食事中スプーンを落として、ばあちゃんに叱られる幻影を見たところまで、覚えてる。温いお湯の中、沈まないように支えるのは、確認しなくてもブライトさまだ。だって王太子宮では毎日一緒だったから、わからないはずがない。
「起きた?」
ブライトさまはおれを背中から抱くように支えている。身動ぎしたのに気付いて、耳元で囁かれた。
「はい。ご迷惑かけました」
「妻の世話は夫の権利だと、何度言ったらわかるかな。照れてるのも可愛いけど、いい加減慣れてほしいな」
「食事の途中で眠るなんて、妻というより子供みたいで落ち込んでるんです」
「そうなんだ。うーん、子供にはこんなことできないなぁ」
「やんっ」
ブライトさまの手のひらが、おれの体を洗い始めた。そう言えばここのお風呂は浴槽で洗ってシャワーで流す⋯⋯前にも言ったか、とにかく全自動丸洗いは勘弁してください! 丸洗いなの! ほんっとに丸洗いなの‼︎ 衝撃的なことなので、何度でも言う! 丸洗いーーーっ!
足の指の間から、腋の下、大事なところ、お尻の隙間まで! 関係ないけど時代劇でよく言う『小股の切れ上がった美人』の『小股』って足の親指と人差し指の間なんだって! 下駄を引っ掛けた小股を見て、上の大股を想像するエッチな褒め言葉なんだって! ブライトさま、その小股までしっかり洗ってくれたよ! おれ、錯乱してるよ。なにアホなこと考えてんの⁈
余すところなく触られ、基い、洗われて、おれの口からは変な声しか出ない。洗われながら体勢を入れ替えられて、ブライトさまの膝の上を跨ぐように座らされる。こうなると、おれは胸もお腹もブライトさまにくっつけてしがみ付き、好きなように触られてしまう。
「いやん、はっ⋯⋯んーッ、あん」
王太子宮での生活で、おれの体の中でブライトさまの手が触れていないところはない。そう思っていたのに。
つぷん。
「んあっ」
背中に回った手が、お尻を彷徨っている。何かがおれの中に入ってきて、衝撃に固まった。

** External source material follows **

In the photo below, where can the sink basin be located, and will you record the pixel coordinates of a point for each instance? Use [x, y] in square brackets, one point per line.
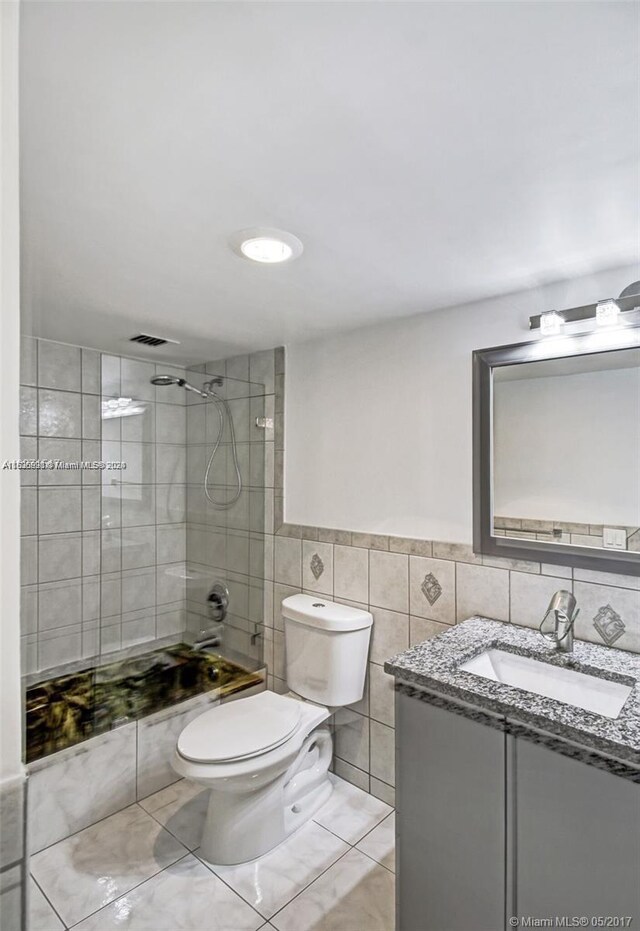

「愛してる、玻璃。君がわたしの名を呼んでくれなかったら、こうして君を抱きしめることは、二度となかったかもしれない」
「⋯⋯どう言うこと?」
「君には魔力が無いから、気配を追うのが難しいんだ。わたしの魔力を込めた宝飾を贈ったが、普段使いのものでは無いから、身に付けていなかっただろう?」
「はい」
「だから、わたしの名を呼んでくれるまで、気配を掴めなかったんだ」
そうなんだ。それだけでも凄いと思うんだけど、ブライトさまは辛そうに眉根を寄せた。
「本当は、婚姻の儀が終わるまで待つつもりだったけど⋯⋯これ以上、待てない」
何を待っていたんだろう。ブライトさまが切なげに見下ろしながら、おれの後ろを探る。中に入ってきた何かは、違和感だけを伝えてくるけど、この行為に意味はあるんだろうか?
「ブライトさまは何を待っているの?」
「愛の行為を最後まですること」
え⁈ 今までの、最後までやってないの⁈
だだだって、あんなに凄いことしてたのに⁈
「最後まですると、わたしの魔力が君の体内で循環して、わたしの色に染まるんだ」
どう言うこと⁈
おれは一気に頭に血を昇らせた。ブライトさまの色に染まるって、ウェディングドレスや白無垢の白みたいな感じじゃないか。ブライトさまの色に染めてほしいなんて、おれはどんな乙女だ!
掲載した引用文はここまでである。